Basehore is not only a well-known callmaker, guide and turkey hunter, but he’s also judged many high-ranking turkey calling contests, including the Grand Nationals. What does he look for in terms of mouth calling consistency from the best in the business?

“To put it simply, as a contest judge, I listen for ‘turkey,’” he said. “I envision a turkey in the woods as contestants call and try to picture it. There are little things some of those guys do that work better than others, making them sound consistently like a turkey. In judging situations, you’ve got to have an open mind, though.”

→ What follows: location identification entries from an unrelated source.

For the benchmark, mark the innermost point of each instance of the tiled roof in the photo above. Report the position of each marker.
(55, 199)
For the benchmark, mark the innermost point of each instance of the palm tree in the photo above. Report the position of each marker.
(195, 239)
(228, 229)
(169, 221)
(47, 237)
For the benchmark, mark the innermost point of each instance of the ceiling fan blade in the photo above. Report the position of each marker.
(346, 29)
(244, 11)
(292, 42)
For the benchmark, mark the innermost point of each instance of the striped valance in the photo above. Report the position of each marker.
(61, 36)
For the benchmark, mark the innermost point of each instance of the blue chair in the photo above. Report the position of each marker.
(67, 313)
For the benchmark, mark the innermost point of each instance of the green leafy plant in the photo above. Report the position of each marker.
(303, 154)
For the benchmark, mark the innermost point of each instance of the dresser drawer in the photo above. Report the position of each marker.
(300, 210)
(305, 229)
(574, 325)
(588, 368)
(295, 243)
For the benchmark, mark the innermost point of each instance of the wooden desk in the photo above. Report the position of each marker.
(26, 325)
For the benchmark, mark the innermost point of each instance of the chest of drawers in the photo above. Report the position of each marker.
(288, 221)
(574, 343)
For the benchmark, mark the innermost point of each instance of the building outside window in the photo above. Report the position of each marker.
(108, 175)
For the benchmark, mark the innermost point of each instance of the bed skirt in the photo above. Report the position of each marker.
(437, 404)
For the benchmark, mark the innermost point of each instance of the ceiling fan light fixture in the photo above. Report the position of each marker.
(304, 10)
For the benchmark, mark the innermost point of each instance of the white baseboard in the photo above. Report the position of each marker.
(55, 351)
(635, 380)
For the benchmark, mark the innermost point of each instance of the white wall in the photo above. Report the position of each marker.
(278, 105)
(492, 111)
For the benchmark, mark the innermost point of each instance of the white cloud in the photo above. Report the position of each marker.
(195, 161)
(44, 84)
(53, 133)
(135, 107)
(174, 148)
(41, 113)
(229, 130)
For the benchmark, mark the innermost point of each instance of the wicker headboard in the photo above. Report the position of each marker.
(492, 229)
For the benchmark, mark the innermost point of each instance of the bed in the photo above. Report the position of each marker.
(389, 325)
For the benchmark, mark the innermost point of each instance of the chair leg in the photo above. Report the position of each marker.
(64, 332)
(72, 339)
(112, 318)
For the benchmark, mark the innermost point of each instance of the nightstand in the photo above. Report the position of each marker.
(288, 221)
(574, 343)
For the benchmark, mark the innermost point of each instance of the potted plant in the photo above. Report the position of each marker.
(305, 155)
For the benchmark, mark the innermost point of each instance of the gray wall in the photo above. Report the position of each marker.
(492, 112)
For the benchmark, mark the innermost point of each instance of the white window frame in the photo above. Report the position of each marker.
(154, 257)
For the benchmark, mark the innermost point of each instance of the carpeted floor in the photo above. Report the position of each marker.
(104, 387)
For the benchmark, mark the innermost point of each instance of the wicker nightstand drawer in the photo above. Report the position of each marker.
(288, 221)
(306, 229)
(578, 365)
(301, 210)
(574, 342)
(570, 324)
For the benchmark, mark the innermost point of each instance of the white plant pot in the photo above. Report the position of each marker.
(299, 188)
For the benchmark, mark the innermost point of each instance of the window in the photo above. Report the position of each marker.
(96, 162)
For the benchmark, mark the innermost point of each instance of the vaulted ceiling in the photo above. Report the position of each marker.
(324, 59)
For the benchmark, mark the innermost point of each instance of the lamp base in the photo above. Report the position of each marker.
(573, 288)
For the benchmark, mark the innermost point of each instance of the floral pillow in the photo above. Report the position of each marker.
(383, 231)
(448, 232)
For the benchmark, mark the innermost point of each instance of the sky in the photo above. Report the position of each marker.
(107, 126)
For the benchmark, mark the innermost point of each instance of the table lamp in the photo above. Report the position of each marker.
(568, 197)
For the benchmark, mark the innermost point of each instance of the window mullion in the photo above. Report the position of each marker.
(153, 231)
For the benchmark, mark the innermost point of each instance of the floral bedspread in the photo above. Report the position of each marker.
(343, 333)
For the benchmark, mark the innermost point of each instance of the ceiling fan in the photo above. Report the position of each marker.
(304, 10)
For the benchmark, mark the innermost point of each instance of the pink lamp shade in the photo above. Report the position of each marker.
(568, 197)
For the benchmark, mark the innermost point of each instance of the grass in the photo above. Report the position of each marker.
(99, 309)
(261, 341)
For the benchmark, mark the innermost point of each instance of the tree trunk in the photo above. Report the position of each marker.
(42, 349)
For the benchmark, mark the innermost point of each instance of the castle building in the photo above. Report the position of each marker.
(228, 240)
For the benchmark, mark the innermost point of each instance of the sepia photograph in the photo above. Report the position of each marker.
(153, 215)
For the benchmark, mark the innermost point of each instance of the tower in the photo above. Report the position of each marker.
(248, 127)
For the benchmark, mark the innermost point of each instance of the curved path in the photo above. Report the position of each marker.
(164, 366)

“Because you’ll hear different callers the same way you hear distinct turkeys in the woods,” he said. “If it makes the hair stand up on the back of my neck, that caller is going to rank high. Even at that stage of the game, nerves might make a caller mess up.”

What’s the toughest vocalization for stage callers to do well? Without hesitation, Basehore said: “The fly-down cackle. Some are too short. It just doesn’t sound like a turkey in the woods.”
Tip: Reason suggests for consistent calling while hunting, you should only make the vocalizations you do best.

Why Friction Calls are Easier

In the end, some hunters simply find it tough to use mouth calls with any kind of consistency.


“It might be that some turkey callers can do things better with their hands,” Basehore said. “You can look down and see what you’re doing. You can’t see what’s going on in your mouth with tongue movements and so forth. Friction calls are a one movement type deal for sound. In mouth calling, you have to do a series of things for control.”

Tip: Some will just have to admit consistency comes easier with a box or pot-and-peg call. And that’s OK if you’re having fun and enjoying the turkey hunting tradition.